(4日目ー8月22日、敦煌)
食事も済んで休憩したところで午前の観光に出掛けた。まずは一番遠い陽関へと向かった。
郊外へ出ると団地が見えてきた、説明によるとこの団地には普段は余り男達がいないとのこと、何故居ないかといえば石油公団のものだそうで、旦那達は広大な砂漠の中のプラントで働いているからだとの事だった。しかし一般の労働者より賃金は数段上といっていた。
そんな団地を過ぎた辺りから綿花畑が現れ、反対側の離れたところには砂丘が見えてきた。
しばらく同じような景色が続くうちに砂丘を背にした城壁と平城みたいなものが見えてきた。ガイドの話では、数年前に日中合作で製作された映画「敦煌」の実物大の城、城壁、町並み等の広大なセットだそうでそのまま残されているらしい。そして原作者の井上靖はここ敦煌へ何度も訪れていたそうだ。ここの街が発展したのも、有名になったことも、駅名が替わったことも全て先生のお蔭であると話していた。それで納得がいった。NHKの新旧シルクロードといい、井上靖といい、日本人観光客が大挙して押しかけるようになり、あのような日本人御用達の一流ホテルも出来る訳である。
1番目の観光地、陽関へ着いた。ここは古代シルクロードの軍事、通商の重要な関所が有った所らしい。バスを降りて見学にいくが、やはり何処にでも現れる土産物屋の入口があった。
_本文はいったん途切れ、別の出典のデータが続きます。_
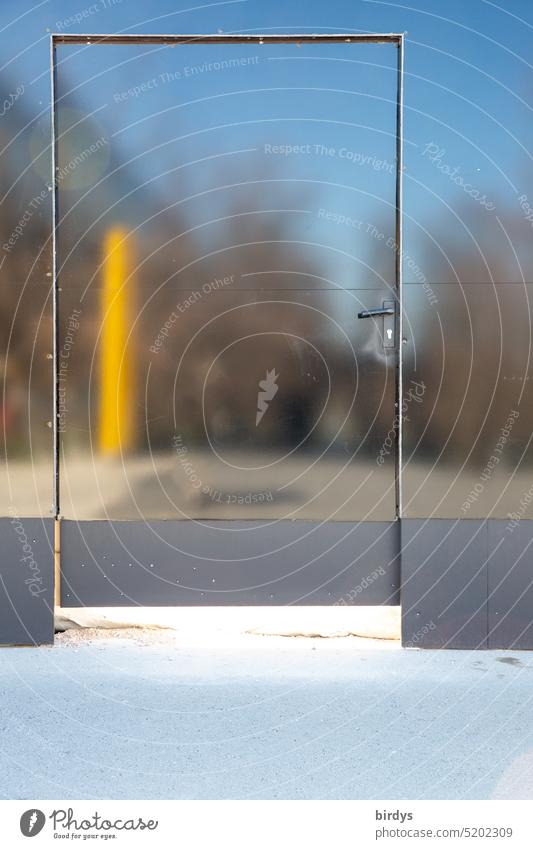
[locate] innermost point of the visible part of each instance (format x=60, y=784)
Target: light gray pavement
x=136, y=715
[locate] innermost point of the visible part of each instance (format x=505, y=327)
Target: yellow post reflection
x=116, y=365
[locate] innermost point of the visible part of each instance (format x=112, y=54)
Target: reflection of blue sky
x=468, y=85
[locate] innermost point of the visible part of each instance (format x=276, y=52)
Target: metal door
x=228, y=291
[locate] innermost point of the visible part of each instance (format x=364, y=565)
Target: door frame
x=78, y=534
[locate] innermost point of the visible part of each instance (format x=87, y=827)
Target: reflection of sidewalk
x=140, y=715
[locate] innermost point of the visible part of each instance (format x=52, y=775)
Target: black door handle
x=376, y=311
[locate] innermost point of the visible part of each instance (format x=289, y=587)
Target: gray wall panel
x=26, y=581
x=444, y=584
x=229, y=563
x=510, y=584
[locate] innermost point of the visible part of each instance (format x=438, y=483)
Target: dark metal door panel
x=26, y=581
x=229, y=563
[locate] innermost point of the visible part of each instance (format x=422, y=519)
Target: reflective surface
x=232, y=214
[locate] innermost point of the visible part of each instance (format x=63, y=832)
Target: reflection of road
x=164, y=488
x=145, y=487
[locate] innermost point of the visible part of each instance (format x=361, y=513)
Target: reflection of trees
x=173, y=262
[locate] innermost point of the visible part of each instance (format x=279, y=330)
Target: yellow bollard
x=116, y=366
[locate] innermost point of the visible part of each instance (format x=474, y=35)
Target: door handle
x=376, y=311
x=388, y=311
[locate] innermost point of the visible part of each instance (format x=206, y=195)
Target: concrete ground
x=142, y=714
中に入っていくと、昔使ったであろう兵器や戦車(と言っても馬に引かせた)が復元されて展示してある。がそれが余りにも子供騙しで安っぽく、せっかく作るのだから何故もっと史実に忠実に出来ないのか?聞くところによるとこの土産物屋等を作った人は倒産したらしい。そんなこんなを見た後観覧車に乗って狼煙台跡へと上った。小山の頂きからの眺めは本当に素晴らしかった。遥か見渡すかぎりの砂漠だ、それも360度ぐるりであり、近くの低地にはオアシスみたいな緑地帯も見える。それにしても雲ひとつない、澄み切った濃い青空だ。公害なんぞ縁のないところだから、はるか遠くまで見える。殆ど風も無かったので、陽炎や、砂嵐もまったく見えない。こんな濃い青空を見たのは中米以来だ。いやそれ以上かもしれない。中国もあんな安っぽい物は止めて、もっとこうした景色を売り物にしてくれたらリピーターも増えると思うのだが、そんな思いをしながら昼食に向かった。今朝の愛想悪かったガイドは、よく聞いているとけっこう冗談も混ぜてうまい日本語を喋って説明してくれている。朝方は3時頃からの出向かえ用意できっと睡眠が足りなかっただろう。今日の男性ツアコンは今までで一番上手だし、しっかりした日本語を話している。昼食は「太陽食府」というレストランだった。野菜を中心とした料理で、少し濃い目のスープに麺を漬けて食べたり、クレープの様なナンが有ったりと、けっこう食がすすんだ。食事が済んだところで、本日のハイライトである莫高窟へと向かった。